Commercially insurable risks typically allocate seven universal characteristics.

Many of homogeneous exposure units. The sizable maturity of indemnity policies are provided for individual members of very large classes. Automobile assurance, for example, sheltered about 175 million automobiles in the United States in 2004. The being of many of homogeneous exposure units allows insurers to benefit from the so-called “law of large facts,” which in effect states that as the number of exposure units increases, the actual fallout are increasingly prone to become close to probable outcome. There are exceptions to this criterion. Lloyd's of London is legendary for insuring the life or strength of actors, actors and sports numbers. Satellite Launch mask covers trial that are infrequent. Large commercial chattels policies may insure exceptional properties for which there are no ‘homogeneous’ exposure units. Despite fading on this criterion, many exposures like these are commonly considered to be insurable.
Definite Loss. The happening that gives levitate to the debit that is specialty to the insured, at slightest in principle, take place at a known time, in a known place, and from a known engender. The classic example collapse of an insured character on a life indemnity document. Fire, automobile accidents, and worker injuries may all simply meet this criterion. Other types of losses may only be known in idea. Occupational disease, for instance, may absorb prolonged exposure to damaging conditions where no stated time, place or reason is identifiable. Ideally, the time, place and produce of a death should be gained enough that a reasonable self, with sufficient information, could objectively verify all three basics.
Accidental Loss. The significance that constitutes the trigger of a statement should be fortuitous, or at least past the control of the beneficiary of the indemnity. The demise should be ‘real,’ in the sagacity that it results from an episode for which there is only the opportunity for price. Events that inhibit speculative rudiments, such as usual venture risks, are normally not considered insurable.

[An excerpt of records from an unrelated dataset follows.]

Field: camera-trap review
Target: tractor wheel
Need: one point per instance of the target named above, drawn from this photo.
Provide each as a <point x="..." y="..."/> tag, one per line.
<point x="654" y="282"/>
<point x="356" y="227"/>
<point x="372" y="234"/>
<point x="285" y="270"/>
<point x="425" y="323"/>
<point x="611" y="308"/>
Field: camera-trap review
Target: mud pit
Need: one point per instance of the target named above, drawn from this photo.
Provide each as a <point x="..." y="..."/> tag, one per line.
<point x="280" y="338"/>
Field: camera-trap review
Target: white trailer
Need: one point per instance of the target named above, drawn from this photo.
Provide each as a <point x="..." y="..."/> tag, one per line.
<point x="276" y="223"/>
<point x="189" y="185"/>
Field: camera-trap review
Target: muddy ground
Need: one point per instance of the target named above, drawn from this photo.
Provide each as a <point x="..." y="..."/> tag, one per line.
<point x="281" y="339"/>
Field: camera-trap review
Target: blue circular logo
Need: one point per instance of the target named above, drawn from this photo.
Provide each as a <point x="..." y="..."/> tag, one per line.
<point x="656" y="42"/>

Large Loss. The quantity of the beating must be important from the perspective of the insured. Insurance premiums indigence to cover both the estimated detriment of losses, good the sacrifice of issuing and administering the rule, adjusting losses, and supplying the resources required reasonably to guarantee that the insurer will be able to pay claims. For small losses these final expenses may be many times the dimension of the prone charge of losses. There is little situation in paying such overheads save the protection vacant has real rate to a buyer.
Affordable Premium. If the likelihood of an insured result is so high, or the sacrifice of the incident so large, that the resultant premium is large virtual to the quantity of protection offered, it is not likely that somebody will buy assurance, even if on deal. Farther, as the accounting profession formally recognizes in financial accounting values, the premium cannot be so large that there is not a reasonable casual of a significant hurt to the insurer. If there is no such destiny of death, the transaction may have the form of cover, but not the substance. (See the U.S. Financial Accounting Standards Board emblem number 113)
Calculable Loss. There are two elements that must be at least worthy, if not formally calculable: the probability of hurt, and the attendant expense. Probability of failure is generally an empirical exercise, while beating has more to do with the ability of a reasonable being in possession of a replicate of the assurance document and a testimony of death associated with a maintain unfilled under that rule to make a reasonably definite and objective evaluation of the quantity of the deficit recoverable as a result of the profess.
Limiting peril of catastrophically large losses. The chief hazarded is regularly aggregation. If the same event can cause losses to numerous policyholders of the same insurer, the ability of that insurer to gush policies becomes constrained, not by factors surrounding the individual characteristics of a given policyholder, but by the factors surrounding the sum of all policyholders so exposed. Typically, insurers wish to maximum their exposure to a defeat from a separate event to some small portion of their money establish, comparable to 5 percent. Where the loss can be aggregated, or an individual document could produce exceptionally large claims, the funds constraint will confine an insurer's keenness for additional policyholders. The classic example is earthquake insurance, where the ability of an underwriter to originate a new policy depends on the number and magnitude of the policies that it has already underwritten. Wind insurance in storm zones, particularly along coast shape, is another example of this phenomenon. In zealous luggage, the aggregation can move the intact industry, since the joint resources of insurers and reinsurers can be small compared to the wants of aptitude policyholders in areas exposed to aggregation peril. In commercial fire insurance it is workable to find lone properties whose total exposed merit is well in overkill of any individual insurer’s wealth constraint. Such properties are generally communal among several insurers, or are insured by a record insurer who syndicates the jeopardy into the reinsurance bazaar.